Agrarisch Encyclopedie

Veerman (1954)

Gepubliceerd op 21-01-2021

Boshuishoudkunde

betekenis & definitie

is de wetenschap, die zich bezighoudt met de economische betekenis van het bos en het bosbedrijf voor de volkshuishouding en de Staat. Zij is te splitsen in een theoretische studie en de praktische toepassing van de resultaten dier studie.

Het theoretische gedeelte omvat:

(1) de inventarisatie van de bossen, naar grootte, verdeling, bezitsvorm en gesteldheid in de verschillende landen, mede in verband met hun houtbehoefte (bosstatistiek) ;

(2) de economische betekenis der bossen voor de houtproductie (hout- en geldopbrengsten, arbeidsgelegenheid enz.);

(3) de betekenis van de indirecte invloeden van het bos op het klimaat, de waterhuishouding en de bodembescherming van de landstreek, op het welzijn van de mens (hygiëne, recreatie) en op de landsverdediging.

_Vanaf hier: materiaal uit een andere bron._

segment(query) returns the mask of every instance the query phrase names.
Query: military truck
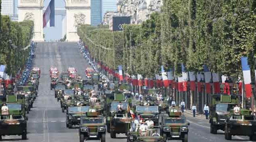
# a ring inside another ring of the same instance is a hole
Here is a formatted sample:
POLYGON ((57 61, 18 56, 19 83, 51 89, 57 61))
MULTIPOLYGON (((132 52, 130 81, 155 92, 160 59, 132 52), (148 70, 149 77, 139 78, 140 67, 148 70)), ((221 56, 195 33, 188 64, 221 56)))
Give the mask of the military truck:
POLYGON ((232 135, 245 136, 249 136, 250 141, 256 141, 256 118, 251 113, 245 109, 240 109, 238 114, 230 111, 225 124, 225 139, 231 140, 232 135))
POLYGON ((27 139, 27 122, 21 114, 0 115, 0 140, 2 136, 22 136, 22 140, 27 139))
POLYGON ((137 106, 136 112, 140 114, 143 119, 147 120, 150 118, 154 122, 155 125, 158 125, 159 112, 158 106, 137 106))
POLYGON ((86 116, 90 106, 69 107, 67 113, 66 125, 71 128, 73 125, 80 125, 81 117, 86 116))
POLYGON ((104 118, 99 115, 98 112, 87 113, 86 117, 81 118, 78 130, 80 142, 85 140, 100 140, 106 141, 106 127, 104 118))
POLYGON ((211 95, 210 105, 210 120, 211 133, 217 134, 218 129, 225 130, 225 121, 230 110, 233 110, 236 105, 240 103, 239 96, 218 95, 211 95))
POLYGON ((162 115, 161 122, 159 123, 164 139, 187 142, 189 123, 186 122, 186 118, 182 116, 178 108, 170 109, 169 116, 162 115))
POLYGON ((139 131, 132 130, 130 131, 127 135, 127 142, 165 142, 166 140, 160 135, 152 136, 154 132, 156 131, 160 134, 160 128, 158 126, 148 127, 145 135, 142 135, 139 131))

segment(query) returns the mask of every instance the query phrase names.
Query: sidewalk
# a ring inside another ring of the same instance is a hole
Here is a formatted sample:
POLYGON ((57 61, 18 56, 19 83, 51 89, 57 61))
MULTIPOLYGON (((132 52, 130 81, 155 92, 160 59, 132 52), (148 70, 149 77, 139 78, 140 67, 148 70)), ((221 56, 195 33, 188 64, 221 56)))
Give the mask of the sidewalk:
MULTIPOLYGON (((188 114, 189 115, 191 115, 191 117, 193 116, 193 113, 190 110, 184 110, 184 113, 187 114, 188 114)), ((195 117, 199 117, 200 118, 204 118, 205 119, 205 116, 204 116, 204 115, 203 114, 199 114, 198 113, 195 113, 195 117)))

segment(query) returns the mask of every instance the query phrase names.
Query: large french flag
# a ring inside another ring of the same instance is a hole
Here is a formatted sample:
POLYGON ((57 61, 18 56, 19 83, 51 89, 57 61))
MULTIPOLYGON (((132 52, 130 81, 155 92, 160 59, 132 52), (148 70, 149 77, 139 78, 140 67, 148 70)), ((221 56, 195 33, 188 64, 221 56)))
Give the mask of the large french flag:
POLYGON ((119 65, 118 66, 118 71, 119 72, 119 80, 123 81, 123 72, 122 71, 122 66, 119 65))
POLYGON ((167 77, 167 73, 165 71, 163 66, 161 66, 161 71, 162 72, 162 77, 163 77, 164 86, 165 86, 165 88, 167 88, 169 86, 169 82, 167 77))
POLYGON ((44 28, 50 21, 50 26, 54 26, 54 0, 51 0, 47 8, 43 15, 43 24, 44 28))
POLYGON ((189 73, 186 71, 186 69, 183 64, 181 64, 181 71, 182 71, 182 83, 183 91, 187 91, 187 84, 189 80, 189 73))
POLYGON ((209 71, 207 66, 204 65, 204 81, 205 82, 205 88, 207 94, 210 94, 210 80, 212 79, 211 73, 209 71))
POLYGON ((246 97, 249 98, 252 97, 252 86, 251 86, 251 72, 250 67, 248 65, 247 60, 248 58, 246 57, 241 57, 242 70, 243 70, 243 81, 245 83, 245 96, 246 97))

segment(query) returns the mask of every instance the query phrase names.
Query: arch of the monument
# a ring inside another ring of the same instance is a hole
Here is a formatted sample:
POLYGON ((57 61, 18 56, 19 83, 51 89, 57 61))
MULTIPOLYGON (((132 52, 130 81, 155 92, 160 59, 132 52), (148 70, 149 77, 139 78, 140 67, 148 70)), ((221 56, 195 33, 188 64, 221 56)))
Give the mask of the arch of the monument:
MULTIPOLYGON (((43 41, 43 9, 44 0, 18 1, 19 21, 34 21, 35 41, 43 41)), ((79 39, 76 26, 79 24, 91 24, 91 0, 64 0, 66 6, 66 32, 67 41, 77 41, 79 39)))

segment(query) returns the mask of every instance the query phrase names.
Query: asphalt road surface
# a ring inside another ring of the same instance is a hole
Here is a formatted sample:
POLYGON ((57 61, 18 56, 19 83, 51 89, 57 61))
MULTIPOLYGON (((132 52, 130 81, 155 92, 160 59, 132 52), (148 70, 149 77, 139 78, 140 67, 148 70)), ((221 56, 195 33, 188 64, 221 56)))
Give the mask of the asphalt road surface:
MULTIPOLYGON (((87 63, 80 54, 76 43, 41 43, 36 49, 35 67, 41 70, 39 97, 34 108, 28 114, 28 140, 22 140, 21 136, 3 137, 7 142, 79 142, 78 129, 66 127, 65 114, 61 112, 59 102, 54 97, 54 91, 50 90, 49 69, 51 66, 58 67, 60 73, 66 71, 72 66, 78 69, 78 73, 85 77, 87 63)), ((190 123, 189 142, 222 142, 227 141, 223 132, 217 135, 210 133, 210 125, 204 118, 193 118, 186 116, 190 123)), ((124 135, 117 135, 117 138, 110 138, 106 134, 106 142, 126 142, 124 135)), ((233 142, 248 141, 249 137, 233 136, 233 142)), ((96 142, 99 141, 89 141, 96 142)), ((181 142, 181 141, 169 141, 181 142)))

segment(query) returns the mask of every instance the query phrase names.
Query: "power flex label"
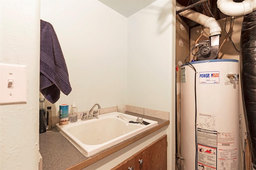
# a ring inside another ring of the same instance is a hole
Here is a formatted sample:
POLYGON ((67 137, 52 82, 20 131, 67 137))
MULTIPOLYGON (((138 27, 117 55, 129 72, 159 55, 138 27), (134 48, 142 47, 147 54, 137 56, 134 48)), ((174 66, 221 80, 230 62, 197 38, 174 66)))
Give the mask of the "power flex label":
POLYGON ((180 68, 180 82, 186 83, 186 67, 180 68))
POLYGON ((199 72, 199 84, 220 83, 220 72, 199 72))

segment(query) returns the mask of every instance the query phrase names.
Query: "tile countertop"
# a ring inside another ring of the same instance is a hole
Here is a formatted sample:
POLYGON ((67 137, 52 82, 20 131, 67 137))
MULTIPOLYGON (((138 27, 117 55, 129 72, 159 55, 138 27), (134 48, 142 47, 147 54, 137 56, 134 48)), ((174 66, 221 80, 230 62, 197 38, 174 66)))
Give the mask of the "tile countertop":
POLYGON ((158 125, 90 157, 84 156, 54 127, 39 134, 40 152, 43 158, 43 170, 81 169, 128 146, 169 124, 169 120, 132 112, 126 114, 157 121, 158 125))

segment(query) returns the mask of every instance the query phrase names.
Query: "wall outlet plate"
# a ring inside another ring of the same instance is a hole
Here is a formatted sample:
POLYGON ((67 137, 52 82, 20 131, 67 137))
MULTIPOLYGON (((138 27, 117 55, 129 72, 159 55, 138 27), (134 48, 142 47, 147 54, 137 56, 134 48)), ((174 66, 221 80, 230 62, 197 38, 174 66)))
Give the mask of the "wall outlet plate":
POLYGON ((0 63, 0 105, 26 103, 26 67, 0 63))

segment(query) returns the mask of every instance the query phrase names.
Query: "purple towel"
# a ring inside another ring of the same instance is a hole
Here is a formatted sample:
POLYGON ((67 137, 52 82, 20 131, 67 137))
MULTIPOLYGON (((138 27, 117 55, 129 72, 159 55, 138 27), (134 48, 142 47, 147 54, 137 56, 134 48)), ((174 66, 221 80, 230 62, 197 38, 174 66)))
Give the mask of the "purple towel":
POLYGON ((68 72, 57 35, 50 23, 41 20, 40 91, 54 104, 61 90, 68 95, 72 90, 68 72))

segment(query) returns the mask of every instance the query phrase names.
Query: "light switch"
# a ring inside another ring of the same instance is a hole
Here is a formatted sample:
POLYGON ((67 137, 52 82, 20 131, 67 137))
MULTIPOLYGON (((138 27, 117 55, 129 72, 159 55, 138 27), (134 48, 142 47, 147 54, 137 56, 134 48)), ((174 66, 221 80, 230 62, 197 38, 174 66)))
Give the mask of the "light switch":
POLYGON ((13 88, 13 80, 8 80, 8 88, 13 88))
POLYGON ((26 66, 0 63, 0 104, 26 102, 26 66))

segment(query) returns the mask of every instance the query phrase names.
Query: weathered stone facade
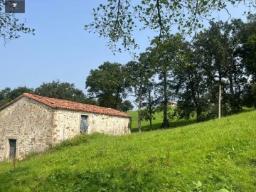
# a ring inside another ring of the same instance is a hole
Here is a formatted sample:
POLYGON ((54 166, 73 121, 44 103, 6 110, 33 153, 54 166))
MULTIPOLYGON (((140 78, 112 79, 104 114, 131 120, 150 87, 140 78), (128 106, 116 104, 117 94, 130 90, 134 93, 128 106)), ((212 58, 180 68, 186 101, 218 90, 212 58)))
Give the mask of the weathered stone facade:
POLYGON ((87 117, 87 134, 130 133, 129 117, 54 109, 23 97, 0 110, 0 161, 9 157, 9 139, 16 140, 16 157, 21 159, 80 134, 82 115, 87 117))

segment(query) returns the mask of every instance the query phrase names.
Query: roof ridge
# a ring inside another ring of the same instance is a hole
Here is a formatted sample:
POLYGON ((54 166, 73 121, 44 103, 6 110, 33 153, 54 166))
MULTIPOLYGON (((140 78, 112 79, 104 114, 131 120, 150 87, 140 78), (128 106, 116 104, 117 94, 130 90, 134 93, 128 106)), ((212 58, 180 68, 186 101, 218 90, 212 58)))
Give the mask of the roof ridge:
POLYGON ((55 109, 82 111, 87 112, 104 114, 111 116, 132 117, 131 115, 112 108, 107 108, 74 101, 69 101, 58 98, 50 98, 48 97, 33 95, 31 93, 23 93, 23 95, 55 109))

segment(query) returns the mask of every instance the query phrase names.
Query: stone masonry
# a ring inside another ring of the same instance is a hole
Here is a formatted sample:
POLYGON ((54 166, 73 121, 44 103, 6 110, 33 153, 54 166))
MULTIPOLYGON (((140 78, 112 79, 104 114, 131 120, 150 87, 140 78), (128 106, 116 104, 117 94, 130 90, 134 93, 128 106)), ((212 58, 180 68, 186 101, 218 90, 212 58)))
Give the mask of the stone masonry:
POLYGON ((87 116, 87 134, 130 133, 129 117, 54 109, 23 97, 0 110, 0 161, 9 159, 9 139, 16 139, 16 157, 22 159, 80 134, 81 115, 87 116))

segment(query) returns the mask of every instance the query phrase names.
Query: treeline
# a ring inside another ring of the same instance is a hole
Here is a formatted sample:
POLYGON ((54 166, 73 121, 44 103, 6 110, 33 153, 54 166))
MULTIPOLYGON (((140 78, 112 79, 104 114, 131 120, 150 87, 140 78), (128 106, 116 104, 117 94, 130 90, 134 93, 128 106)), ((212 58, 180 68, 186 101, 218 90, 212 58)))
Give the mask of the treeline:
MULTIPOLYGON (((99 105, 95 100, 87 97, 81 90, 75 88, 75 84, 53 80, 51 82, 43 82, 41 85, 36 89, 29 88, 26 86, 18 87, 13 90, 10 87, 6 87, 0 91, 0 107, 14 100, 24 92, 51 98, 99 105)), ((122 102, 117 108, 119 110, 127 112, 132 110, 133 106, 129 101, 124 100, 122 102)))
POLYGON ((91 70, 87 95, 73 84, 53 81, 34 90, 6 88, 0 92, 0 106, 26 92, 127 111, 132 105, 124 100, 132 95, 139 130, 140 120, 151 124, 159 110, 164 112, 162 127, 171 127, 174 116, 194 116, 198 121, 217 117, 220 85, 223 116, 256 107, 256 15, 246 23, 233 19, 210 24, 191 41, 178 33, 156 37, 136 61, 105 62, 91 70), (174 100, 178 106, 169 114, 168 103, 174 100))
POLYGON ((242 107, 256 106, 256 15, 247 22, 211 22, 188 42, 181 34, 159 41, 126 65, 104 63, 86 80, 90 96, 100 105, 115 108, 128 95, 135 97, 139 119, 149 121, 156 109, 164 112, 162 127, 174 115, 198 121, 225 116, 242 107), (161 42, 161 43, 159 43, 161 42), (178 107, 169 114, 168 102, 178 107))

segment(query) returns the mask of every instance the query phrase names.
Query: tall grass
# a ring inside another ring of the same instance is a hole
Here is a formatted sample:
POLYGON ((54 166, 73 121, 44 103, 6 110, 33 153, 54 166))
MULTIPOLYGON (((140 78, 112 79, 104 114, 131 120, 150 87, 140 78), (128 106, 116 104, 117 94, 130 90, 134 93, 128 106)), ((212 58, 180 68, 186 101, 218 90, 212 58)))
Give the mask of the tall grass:
POLYGON ((0 163, 0 191, 256 191, 255 117, 80 136, 16 171, 0 163))

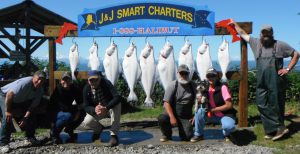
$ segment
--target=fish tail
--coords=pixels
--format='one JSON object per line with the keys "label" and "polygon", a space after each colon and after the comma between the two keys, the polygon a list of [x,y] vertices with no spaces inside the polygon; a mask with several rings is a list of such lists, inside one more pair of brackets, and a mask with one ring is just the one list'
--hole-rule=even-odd
{"label": "fish tail", "polygon": [[73,71],[72,71],[72,80],[73,80],[73,81],[76,80],[75,72],[73,72]]}
{"label": "fish tail", "polygon": [[150,97],[146,97],[145,105],[146,106],[152,106],[153,104],[154,104],[153,100]]}
{"label": "fish tail", "polygon": [[138,100],[136,94],[134,91],[130,91],[128,97],[127,97],[127,102],[136,102]]}
{"label": "fish tail", "polygon": [[227,81],[228,81],[228,79],[226,78],[225,75],[223,75],[222,78],[221,78],[221,82],[222,83],[227,83]]}

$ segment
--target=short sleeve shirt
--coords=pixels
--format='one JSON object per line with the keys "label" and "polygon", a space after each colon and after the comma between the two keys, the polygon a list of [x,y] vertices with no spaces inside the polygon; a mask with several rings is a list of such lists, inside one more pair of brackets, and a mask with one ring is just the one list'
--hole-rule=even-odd
{"label": "short sleeve shirt", "polygon": [[25,77],[1,87],[1,91],[6,94],[9,91],[14,93],[13,103],[22,103],[32,100],[31,107],[36,107],[43,96],[43,88],[35,89],[32,77]]}
{"label": "short sleeve shirt", "polygon": [[195,85],[193,83],[182,85],[178,82],[176,91],[176,100],[173,101],[173,92],[175,90],[176,81],[172,81],[164,95],[164,102],[171,103],[172,107],[175,107],[175,115],[179,118],[189,119],[193,117],[193,105],[195,100],[194,90]]}
{"label": "short sleeve shirt", "polygon": [[[249,44],[250,44],[252,52],[255,56],[255,59],[257,59],[259,57],[260,48],[262,48],[261,57],[272,57],[273,56],[274,49],[273,48],[264,48],[260,43],[260,39],[250,37]],[[282,41],[276,42],[276,52],[275,52],[276,58],[290,57],[290,56],[292,56],[294,51],[295,51],[295,49],[292,48],[287,43],[282,42]]]}

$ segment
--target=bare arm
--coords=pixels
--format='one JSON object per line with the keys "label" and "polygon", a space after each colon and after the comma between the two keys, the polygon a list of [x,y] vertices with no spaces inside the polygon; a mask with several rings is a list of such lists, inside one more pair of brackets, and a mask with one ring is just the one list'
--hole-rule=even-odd
{"label": "bare arm", "polygon": [[222,112],[229,109],[232,109],[231,99],[226,100],[224,105],[211,109],[211,112]]}
{"label": "bare arm", "polygon": [[291,62],[290,62],[289,65],[288,65],[288,68],[289,68],[289,69],[293,69],[294,66],[297,64],[298,60],[299,60],[299,52],[294,51],[294,55],[293,55],[293,57],[292,57]]}
{"label": "bare arm", "polygon": [[170,117],[171,125],[176,126],[177,125],[177,120],[175,118],[175,115],[174,115],[174,112],[173,112],[173,109],[172,109],[170,103],[169,102],[164,102],[164,108],[165,108],[165,110],[167,111],[167,113]]}
{"label": "bare arm", "polygon": [[6,93],[5,98],[5,117],[6,122],[9,123],[12,120],[12,102],[13,102],[14,93],[12,91],[9,91]]}
{"label": "bare arm", "polygon": [[[299,53],[297,51],[294,51],[294,54],[293,54],[293,57],[292,57],[292,60],[291,62],[289,63],[288,65],[288,68],[291,70],[294,68],[294,66],[297,64],[299,60]],[[287,70],[287,68],[283,68],[283,69],[280,69],[278,70],[278,75],[285,75],[289,72],[289,70]]]}
{"label": "bare arm", "polygon": [[246,41],[250,41],[250,35],[247,34],[233,19],[232,19],[232,24],[234,25],[235,30],[237,33]]}

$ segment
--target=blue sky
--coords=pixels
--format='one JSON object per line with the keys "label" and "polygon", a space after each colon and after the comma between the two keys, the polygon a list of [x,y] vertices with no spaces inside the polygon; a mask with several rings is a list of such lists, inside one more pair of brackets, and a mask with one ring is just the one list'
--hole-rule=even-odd
{"label": "blue sky", "polygon": [[[122,0],[33,0],[35,3],[60,14],[74,22],[77,22],[77,16],[83,12],[85,8],[92,9],[102,7],[103,2],[118,4]],[[128,2],[128,0],[123,0]],[[130,2],[135,2],[131,0]],[[22,0],[0,0],[0,8],[8,7]],[[215,12],[215,21],[233,18],[237,22],[253,22],[253,33],[251,36],[259,37],[259,31],[262,25],[270,24],[273,26],[275,38],[290,44],[297,51],[300,49],[300,1],[274,1],[274,0],[190,0],[188,3],[196,3],[197,5],[207,5],[211,11]],[[25,33],[24,31],[21,32]],[[189,40],[193,46],[194,59],[196,58],[197,48],[205,39],[210,44],[210,51],[213,60],[217,59],[217,50],[222,42],[221,36],[182,36],[167,37],[174,45],[175,57],[178,57],[178,52],[184,44],[184,39]],[[231,36],[224,36],[228,41],[231,41]],[[110,44],[109,37],[95,37],[95,41],[99,44],[99,56],[103,59],[105,49]],[[88,57],[88,50],[92,45],[93,38],[75,38],[79,46],[79,55],[82,58]],[[129,46],[128,37],[112,38],[119,47],[119,57],[124,56],[124,51]],[[145,37],[131,38],[137,45],[138,56],[140,51],[145,46]],[[147,41],[154,46],[155,57],[158,57],[159,51],[165,43],[165,37],[148,37]],[[5,42],[10,45],[9,42]],[[21,41],[21,44],[25,44]],[[57,44],[57,59],[67,58],[69,48],[72,44],[72,38],[63,39],[63,45]],[[240,59],[240,43],[230,43],[230,53],[233,60]],[[253,60],[253,54],[249,48],[249,60]],[[46,58],[48,57],[48,43],[45,43],[39,48],[33,57]]]}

De toepassing van de resultaten dezer theoretische studie op het praktische bosbeheer, welk onderdeel men wel bospolitiek noemt, omvat:

(1) de boswetgeving, waarbij in het algemeen belang het vrije gebruik der bossen in mindere of meerdere mate kan worden beperkt (rooiverbod, herbebossingsplicht, verplichting tot de opstelling van een goed te keuren bedrijfsplan);

(2) de regeling van op de bossen rustende dienstbaarheden (hout-, weide- en strooiselrechten);

(3) de bevordering van een goede organisatie van het bosbeheer (bosbeheersleer);

(4) de bevordering van de ontwikkeling van houthandel eri industrie (hout-in- en uitvoerrechten, speciale vervoerstarieven voor hout);

(5) de bosbelasting, de bosbelening en de bosbrandverzekering.